Un avis que partage Sophie Gourion, journaliste, féministe, auteure du blog "Tout à l'égo" contactée par Le HuffPost: "on subit quotidiennement une pression de l'OMS et même des people, laissant sous-entendre que toutes les mères devraient allaiter, et culpabilisant celles qui le refusent".

Ce sont des articles comme celui dans lequel le top model brésilien Gisele Bündchen affirmait en 2010: "Ici aux États Unis, certaines personnes pensent qu'il n'est pas nécessaire de nourrir par voie naturelle leur enfant. Je voudrais leur poser une question: 'Ça ne vous dérange pas de gaver de produits chimiques vos nouveaux-nés, si fragiles?' [...] À mon avis, il devrait y avoir une loi obligeant de plusieurs femmes à allaiter leur bébé pendant six mois. Sinon, jeunes mamans, vous le payerez tôt ou tard." (L'article continue sous le diaporama.)

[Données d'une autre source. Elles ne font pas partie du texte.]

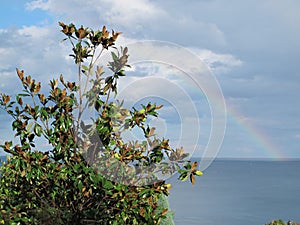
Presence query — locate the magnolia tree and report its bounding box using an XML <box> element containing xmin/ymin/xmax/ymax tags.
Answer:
<box><xmin>0</xmin><ymin>23</ymin><xmax>202</xmax><ymax>224</ymax></box>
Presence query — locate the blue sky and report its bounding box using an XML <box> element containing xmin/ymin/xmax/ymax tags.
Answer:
<box><xmin>0</xmin><ymin>0</ymin><xmax>300</xmax><ymax>158</ymax></box>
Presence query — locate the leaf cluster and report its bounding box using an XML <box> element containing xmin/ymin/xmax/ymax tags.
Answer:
<box><xmin>0</xmin><ymin>23</ymin><xmax>202</xmax><ymax>224</ymax></box>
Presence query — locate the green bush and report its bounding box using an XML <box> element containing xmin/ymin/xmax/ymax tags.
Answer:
<box><xmin>0</xmin><ymin>23</ymin><xmax>202</xmax><ymax>225</ymax></box>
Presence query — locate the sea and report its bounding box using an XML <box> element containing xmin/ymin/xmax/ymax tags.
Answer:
<box><xmin>169</xmin><ymin>159</ymin><xmax>300</xmax><ymax>225</ymax></box>
<box><xmin>1</xmin><ymin>156</ymin><xmax>300</xmax><ymax>225</ymax></box>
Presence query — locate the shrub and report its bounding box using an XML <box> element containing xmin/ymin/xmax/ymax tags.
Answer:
<box><xmin>0</xmin><ymin>23</ymin><xmax>202</xmax><ymax>224</ymax></box>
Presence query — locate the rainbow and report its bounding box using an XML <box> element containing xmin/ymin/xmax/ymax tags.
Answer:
<box><xmin>227</xmin><ymin>104</ymin><xmax>287</xmax><ymax>160</ymax></box>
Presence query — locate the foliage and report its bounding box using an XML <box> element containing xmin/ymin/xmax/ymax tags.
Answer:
<box><xmin>0</xmin><ymin>23</ymin><xmax>202</xmax><ymax>224</ymax></box>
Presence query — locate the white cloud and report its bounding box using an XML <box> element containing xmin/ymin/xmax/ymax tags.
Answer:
<box><xmin>192</xmin><ymin>48</ymin><xmax>243</xmax><ymax>74</ymax></box>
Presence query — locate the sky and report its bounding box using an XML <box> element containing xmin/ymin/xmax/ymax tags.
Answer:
<box><xmin>0</xmin><ymin>0</ymin><xmax>300</xmax><ymax>159</ymax></box>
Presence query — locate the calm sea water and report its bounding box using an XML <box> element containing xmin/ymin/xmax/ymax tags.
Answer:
<box><xmin>1</xmin><ymin>157</ymin><xmax>300</xmax><ymax>225</ymax></box>
<box><xmin>169</xmin><ymin>160</ymin><xmax>300</xmax><ymax>225</ymax></box>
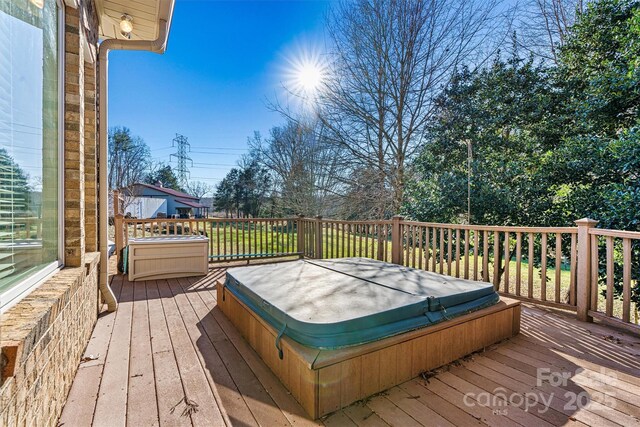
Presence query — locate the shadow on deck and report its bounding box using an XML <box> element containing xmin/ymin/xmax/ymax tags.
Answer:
<box><xmin>60</xmin><ymin>268</ymin><xmax>640</xmax><ymax>426</ymax></box>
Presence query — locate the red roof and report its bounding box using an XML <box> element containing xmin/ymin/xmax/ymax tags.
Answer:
<box><xmin>176</xmin><ymin>199</ymin><xmax>207</xmax><ymax>208</ymax></box>
<box><xmin>134</xmin><ymin>182</ymin><xmax>199</xmax><ymax>200</ymax></box>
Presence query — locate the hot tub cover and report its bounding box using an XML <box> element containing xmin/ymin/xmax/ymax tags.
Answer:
<box><xmin>225</xmin><ymin>258</ymin><xmax>499</xmax><ymax>349</ymax></box>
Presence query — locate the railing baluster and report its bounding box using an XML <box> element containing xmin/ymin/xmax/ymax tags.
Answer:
<box><xmin>464</xmin><ymin>228</ymin><xmax>471</xmax><ymax>279</ymax></box>
<box><xmin>493</xmin><ymin>231</ymin><xmax>500</xmax><ymax>291</ymax></box>
<box><xmin>438</xmin><ymin>228</ymin><xmax>444</xmax><ymax>274</ymax></box>
<box><xmin>451</xmin><ymin>228</ymin><xmax>461</xmax><ymax>277</ymax></box>
<box><xmin>605</xmin><ymin>236</ymin><xmax>615</xmax><ymax>316</ymax></box>
<box><xmin>589</xmin><ymin>235</ymin><xmax>600</xmax><ymax>310</ymax></box>
<box><xmin>569</xmin><ymin>233</ymin><xmax>577</xmax><ymax>306</ymax></box>
<box><xmin>504</xmin><ymin>231</ymin><xmax>511</xmax><ymax>294</ymax></box>
<box><xmin>622</xmin><ymin>239</ymin><xmax>631</xmax><ymax>322</ymax></box>
<box><xmin>516</xmin><ymin>232</ymin><xmax>522</xmax><ymax>296</ymax></box>
<box><xmin>540</xmin><ymin>233</ymin><xmax>547</xmax><ymax>301</ymax></box>
<box><xmin>527</xmin><ymin>233</ymin><xmax>534</xmax><ymax>298</ymax></box>
<box><xmin>447</xmin><ymin>228</ymin><xmax>453</xmax><ymax>276</ymax></box>
<box><xmin>554</xmin><ymin>233</ymin><xmax>562</xmax><ymax>303</ymax></box>
<box><xmin>473</xmin><ymin>230</ymin><xmax>480</xmax><ymax>280</ymax></box>
<box><xmin>431</xmin><ymin>227</ymin><xmax>438</xmax><ymax>272</ymax></box>
<box><xmin>482</xmin><ymin>230</ymin><xmax>489</xmax><ymax>282</ymax></box>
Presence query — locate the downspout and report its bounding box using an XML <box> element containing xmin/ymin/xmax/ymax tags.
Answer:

Si les stars de l'autre continent ont l'air d'adorer s'afficher en train d'allaiter, et si les média américains se donnent à cœur joie de les diffuser, pour Claude-Suzanne Didierjean-Jouveau, "la situation n'est pas très différente en France et aux Etats-Unis". Outre-Atlantique aussi, l'allaitement a ses détracteurs. Un média féministe tel que Jezebel publie des articles aux titres évocateurs : "Désolée, vous ne pouvez pas me faire culpabiliser parce que je donne le biberon à mes enfants" ou "Va ta faire f****e, allaitement".

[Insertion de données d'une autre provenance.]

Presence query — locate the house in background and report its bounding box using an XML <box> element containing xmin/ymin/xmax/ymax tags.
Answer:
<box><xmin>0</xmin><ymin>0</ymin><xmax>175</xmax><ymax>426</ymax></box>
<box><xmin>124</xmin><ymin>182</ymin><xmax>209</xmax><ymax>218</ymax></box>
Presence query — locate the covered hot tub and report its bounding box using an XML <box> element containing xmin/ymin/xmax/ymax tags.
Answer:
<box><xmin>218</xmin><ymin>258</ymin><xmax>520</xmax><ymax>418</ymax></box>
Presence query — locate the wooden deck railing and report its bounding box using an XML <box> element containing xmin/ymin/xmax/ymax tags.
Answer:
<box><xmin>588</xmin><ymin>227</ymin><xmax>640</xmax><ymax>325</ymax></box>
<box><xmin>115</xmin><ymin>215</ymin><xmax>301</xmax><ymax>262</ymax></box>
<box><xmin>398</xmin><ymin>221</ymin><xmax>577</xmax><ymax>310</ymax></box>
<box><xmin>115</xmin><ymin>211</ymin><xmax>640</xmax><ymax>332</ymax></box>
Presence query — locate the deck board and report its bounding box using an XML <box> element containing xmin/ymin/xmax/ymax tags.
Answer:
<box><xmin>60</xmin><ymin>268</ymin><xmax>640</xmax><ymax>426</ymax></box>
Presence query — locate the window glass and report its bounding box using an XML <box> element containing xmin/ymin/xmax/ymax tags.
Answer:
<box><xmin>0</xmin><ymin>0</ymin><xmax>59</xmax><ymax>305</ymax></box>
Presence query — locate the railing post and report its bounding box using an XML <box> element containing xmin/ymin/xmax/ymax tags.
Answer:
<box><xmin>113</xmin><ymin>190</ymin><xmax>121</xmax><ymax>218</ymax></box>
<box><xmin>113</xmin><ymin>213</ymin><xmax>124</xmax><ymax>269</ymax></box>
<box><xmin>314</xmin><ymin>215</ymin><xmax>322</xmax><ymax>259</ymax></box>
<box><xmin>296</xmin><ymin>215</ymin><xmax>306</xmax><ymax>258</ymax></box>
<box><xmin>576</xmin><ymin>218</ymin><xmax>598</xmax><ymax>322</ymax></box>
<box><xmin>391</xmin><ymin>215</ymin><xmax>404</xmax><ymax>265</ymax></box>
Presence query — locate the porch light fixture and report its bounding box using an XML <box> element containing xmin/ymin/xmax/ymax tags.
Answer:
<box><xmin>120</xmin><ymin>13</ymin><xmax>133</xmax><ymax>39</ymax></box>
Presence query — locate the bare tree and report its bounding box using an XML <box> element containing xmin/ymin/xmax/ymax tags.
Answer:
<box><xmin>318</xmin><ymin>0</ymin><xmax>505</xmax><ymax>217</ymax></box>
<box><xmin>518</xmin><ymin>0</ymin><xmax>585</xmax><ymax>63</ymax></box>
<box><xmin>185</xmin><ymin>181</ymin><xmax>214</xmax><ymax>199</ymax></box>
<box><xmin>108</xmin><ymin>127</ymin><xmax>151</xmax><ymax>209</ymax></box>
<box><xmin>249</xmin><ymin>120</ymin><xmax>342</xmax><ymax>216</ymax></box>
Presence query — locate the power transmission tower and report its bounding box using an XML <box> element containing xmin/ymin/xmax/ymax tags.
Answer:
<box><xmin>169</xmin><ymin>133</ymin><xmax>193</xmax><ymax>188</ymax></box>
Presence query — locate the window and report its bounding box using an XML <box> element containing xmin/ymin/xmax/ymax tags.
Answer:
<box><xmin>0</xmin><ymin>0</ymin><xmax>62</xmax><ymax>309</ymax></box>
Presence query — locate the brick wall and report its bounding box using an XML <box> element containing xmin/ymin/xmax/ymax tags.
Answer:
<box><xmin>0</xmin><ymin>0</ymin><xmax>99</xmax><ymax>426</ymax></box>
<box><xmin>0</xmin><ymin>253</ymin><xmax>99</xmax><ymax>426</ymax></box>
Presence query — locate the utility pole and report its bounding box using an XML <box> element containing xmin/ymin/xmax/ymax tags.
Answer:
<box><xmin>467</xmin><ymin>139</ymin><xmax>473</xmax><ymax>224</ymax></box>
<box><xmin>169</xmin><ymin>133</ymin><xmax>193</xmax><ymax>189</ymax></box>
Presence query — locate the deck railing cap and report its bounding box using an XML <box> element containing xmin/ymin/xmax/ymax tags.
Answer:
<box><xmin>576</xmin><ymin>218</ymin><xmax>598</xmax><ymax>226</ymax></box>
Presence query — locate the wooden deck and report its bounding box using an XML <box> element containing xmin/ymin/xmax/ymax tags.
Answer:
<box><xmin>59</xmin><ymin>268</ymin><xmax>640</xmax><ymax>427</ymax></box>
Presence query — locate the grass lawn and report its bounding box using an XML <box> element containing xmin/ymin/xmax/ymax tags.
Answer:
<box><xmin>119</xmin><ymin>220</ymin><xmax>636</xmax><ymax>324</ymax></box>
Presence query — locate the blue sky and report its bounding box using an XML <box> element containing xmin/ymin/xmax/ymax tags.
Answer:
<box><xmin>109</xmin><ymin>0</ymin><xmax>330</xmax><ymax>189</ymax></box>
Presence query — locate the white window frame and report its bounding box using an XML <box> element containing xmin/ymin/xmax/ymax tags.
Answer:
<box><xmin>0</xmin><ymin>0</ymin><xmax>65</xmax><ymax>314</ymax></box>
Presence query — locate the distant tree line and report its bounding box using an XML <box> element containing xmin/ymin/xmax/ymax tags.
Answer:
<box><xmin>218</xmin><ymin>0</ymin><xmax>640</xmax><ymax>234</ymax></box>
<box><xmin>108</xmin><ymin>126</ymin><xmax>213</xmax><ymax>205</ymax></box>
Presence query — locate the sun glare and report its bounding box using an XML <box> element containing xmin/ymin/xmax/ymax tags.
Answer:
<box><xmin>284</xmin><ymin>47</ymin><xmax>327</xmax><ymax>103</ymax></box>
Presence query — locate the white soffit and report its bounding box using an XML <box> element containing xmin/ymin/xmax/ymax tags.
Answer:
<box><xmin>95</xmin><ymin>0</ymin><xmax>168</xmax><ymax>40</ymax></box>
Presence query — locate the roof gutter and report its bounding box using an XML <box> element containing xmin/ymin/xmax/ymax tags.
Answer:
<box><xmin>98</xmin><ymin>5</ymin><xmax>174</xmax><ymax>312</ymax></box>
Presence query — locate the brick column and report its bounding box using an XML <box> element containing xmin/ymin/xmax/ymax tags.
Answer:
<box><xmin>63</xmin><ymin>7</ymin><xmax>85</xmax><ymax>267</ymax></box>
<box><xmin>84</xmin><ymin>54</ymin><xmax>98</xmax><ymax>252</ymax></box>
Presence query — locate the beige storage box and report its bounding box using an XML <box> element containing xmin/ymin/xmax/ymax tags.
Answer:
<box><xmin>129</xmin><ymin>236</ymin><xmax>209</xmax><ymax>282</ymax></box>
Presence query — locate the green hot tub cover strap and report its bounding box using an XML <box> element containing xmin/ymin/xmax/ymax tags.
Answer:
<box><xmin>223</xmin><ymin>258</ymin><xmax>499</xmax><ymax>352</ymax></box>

"Culpabiliser"? Ceci laisse Claude-Suzanne Didierjean-Jouveau dubitative: "Mais pourquoi se sentent-elles coupables? Une femme qui est en accord avec ses comportements ne culpabilise pas", réplique-t-elle. Ce à quoi Sophie Gourion répondrait: "Dans un monde idéal d'accord. Mais aujourd'hui, même si on se sent en accord avec son choix, les médias sont là pour nous rappeler qu'on aurait dû en prendre un autre. Même si on veut allaiter, parfois on n'y arrive pas. Si on réussit, peut-être qu'on le fait mal, ou en public, et c'est mal perçu. Bref, quoi qu'il arrive, on peut avoir l'impression d'être une mauvaise mère."

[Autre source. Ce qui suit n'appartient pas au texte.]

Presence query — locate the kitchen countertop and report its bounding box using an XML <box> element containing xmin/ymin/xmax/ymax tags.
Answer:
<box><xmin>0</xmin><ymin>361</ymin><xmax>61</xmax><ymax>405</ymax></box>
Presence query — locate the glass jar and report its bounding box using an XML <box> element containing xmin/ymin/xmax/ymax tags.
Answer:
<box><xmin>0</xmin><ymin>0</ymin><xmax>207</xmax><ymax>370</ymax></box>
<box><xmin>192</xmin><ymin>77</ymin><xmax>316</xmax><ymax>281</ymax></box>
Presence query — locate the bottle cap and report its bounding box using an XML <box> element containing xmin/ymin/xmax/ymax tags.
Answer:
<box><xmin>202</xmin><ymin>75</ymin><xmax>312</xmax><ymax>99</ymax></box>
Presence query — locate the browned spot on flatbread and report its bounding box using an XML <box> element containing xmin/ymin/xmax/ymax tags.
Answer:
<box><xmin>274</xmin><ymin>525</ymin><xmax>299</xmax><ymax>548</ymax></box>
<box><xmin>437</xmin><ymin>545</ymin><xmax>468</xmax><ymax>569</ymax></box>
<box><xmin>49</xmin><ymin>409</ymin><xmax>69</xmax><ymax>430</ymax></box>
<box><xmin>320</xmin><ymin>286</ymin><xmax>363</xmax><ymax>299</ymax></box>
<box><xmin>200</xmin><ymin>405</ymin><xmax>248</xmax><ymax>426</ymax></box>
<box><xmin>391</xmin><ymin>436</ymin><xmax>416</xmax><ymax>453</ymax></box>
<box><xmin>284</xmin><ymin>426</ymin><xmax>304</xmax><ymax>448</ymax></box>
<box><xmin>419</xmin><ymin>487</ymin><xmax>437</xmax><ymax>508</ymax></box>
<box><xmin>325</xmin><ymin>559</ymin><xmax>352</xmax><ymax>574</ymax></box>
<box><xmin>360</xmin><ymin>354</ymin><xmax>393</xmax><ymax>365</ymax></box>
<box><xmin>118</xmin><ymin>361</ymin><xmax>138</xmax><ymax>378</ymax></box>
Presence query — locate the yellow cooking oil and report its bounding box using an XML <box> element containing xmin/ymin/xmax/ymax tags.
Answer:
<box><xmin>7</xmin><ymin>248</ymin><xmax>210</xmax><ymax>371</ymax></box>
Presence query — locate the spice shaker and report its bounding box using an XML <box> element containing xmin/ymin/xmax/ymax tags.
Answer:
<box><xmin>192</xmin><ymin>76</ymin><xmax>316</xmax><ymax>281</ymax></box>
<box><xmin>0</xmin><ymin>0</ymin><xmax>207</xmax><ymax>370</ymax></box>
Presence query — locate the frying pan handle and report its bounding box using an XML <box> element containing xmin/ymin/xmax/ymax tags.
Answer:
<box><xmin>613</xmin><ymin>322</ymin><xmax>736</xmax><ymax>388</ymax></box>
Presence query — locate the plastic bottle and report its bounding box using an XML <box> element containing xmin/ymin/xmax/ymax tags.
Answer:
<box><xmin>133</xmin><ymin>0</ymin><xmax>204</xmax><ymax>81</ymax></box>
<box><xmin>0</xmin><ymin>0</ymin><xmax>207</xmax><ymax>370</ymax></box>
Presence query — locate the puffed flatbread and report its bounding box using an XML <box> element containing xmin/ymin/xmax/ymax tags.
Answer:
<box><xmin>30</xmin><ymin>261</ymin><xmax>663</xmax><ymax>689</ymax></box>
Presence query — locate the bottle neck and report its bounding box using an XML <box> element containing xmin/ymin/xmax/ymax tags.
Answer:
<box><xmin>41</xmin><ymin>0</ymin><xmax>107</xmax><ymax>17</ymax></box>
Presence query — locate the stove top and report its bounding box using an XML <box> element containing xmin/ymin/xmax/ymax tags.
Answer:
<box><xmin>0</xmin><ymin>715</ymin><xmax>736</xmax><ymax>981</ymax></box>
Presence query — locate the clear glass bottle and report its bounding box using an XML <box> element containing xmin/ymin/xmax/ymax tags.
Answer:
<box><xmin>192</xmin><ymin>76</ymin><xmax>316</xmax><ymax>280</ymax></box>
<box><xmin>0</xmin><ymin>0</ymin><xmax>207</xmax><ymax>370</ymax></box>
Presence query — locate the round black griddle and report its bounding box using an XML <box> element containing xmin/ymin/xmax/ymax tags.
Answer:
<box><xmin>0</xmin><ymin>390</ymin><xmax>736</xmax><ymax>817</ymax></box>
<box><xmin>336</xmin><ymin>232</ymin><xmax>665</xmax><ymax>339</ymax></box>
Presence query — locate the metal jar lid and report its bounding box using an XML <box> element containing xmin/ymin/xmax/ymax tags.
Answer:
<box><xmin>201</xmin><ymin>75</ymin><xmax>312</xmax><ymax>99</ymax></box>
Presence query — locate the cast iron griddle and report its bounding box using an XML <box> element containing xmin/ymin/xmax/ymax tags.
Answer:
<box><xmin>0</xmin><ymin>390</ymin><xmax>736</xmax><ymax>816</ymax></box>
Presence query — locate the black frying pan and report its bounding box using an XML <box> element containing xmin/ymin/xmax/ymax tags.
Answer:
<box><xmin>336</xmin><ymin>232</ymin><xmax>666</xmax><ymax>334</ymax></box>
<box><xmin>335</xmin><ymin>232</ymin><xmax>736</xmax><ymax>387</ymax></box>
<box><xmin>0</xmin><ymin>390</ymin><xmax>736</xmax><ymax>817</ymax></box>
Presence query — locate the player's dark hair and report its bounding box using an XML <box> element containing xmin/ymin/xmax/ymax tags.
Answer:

Allaitement ou pas, l'important c'est d'assumer

C'est peut-être d'ailleurs l'une des raisons pour lesquelles le débat autour de l'allaitement tourne beaucoup autour de celui de l'allaitement en public. Allaiter, d'accord, mais alors, sans se cacher. Si une femme choisit de nourrir son bébé au sein, alors pourquoi devrait-elle subir les regards insistants dans la rue? La campagne "When nurture calls", entre autres, visait à protéger les mères allaitant contre le harcèlement, en montrant des mamans dans des situations glauques, faute de pouvoir se montrer en public.

when nurture calls



La question n'est donc pas tant de savoir lequel du sein ou du biberon remporte le grand prix du féminisme, mais bien celui du choix qu'on donne, ou qu'on laisse aux femmes. On peut être féministe et militer corps et âme pour l'allaitement, ou contre. On peut l'être en estimant que l'allaitement doit être public. Enfin, on peut l'être en donnant le biberon. Et ainsi de suite. Et Sophie Gourion de conclure: "un acte féministe, c'est un acte choisi et éclairé".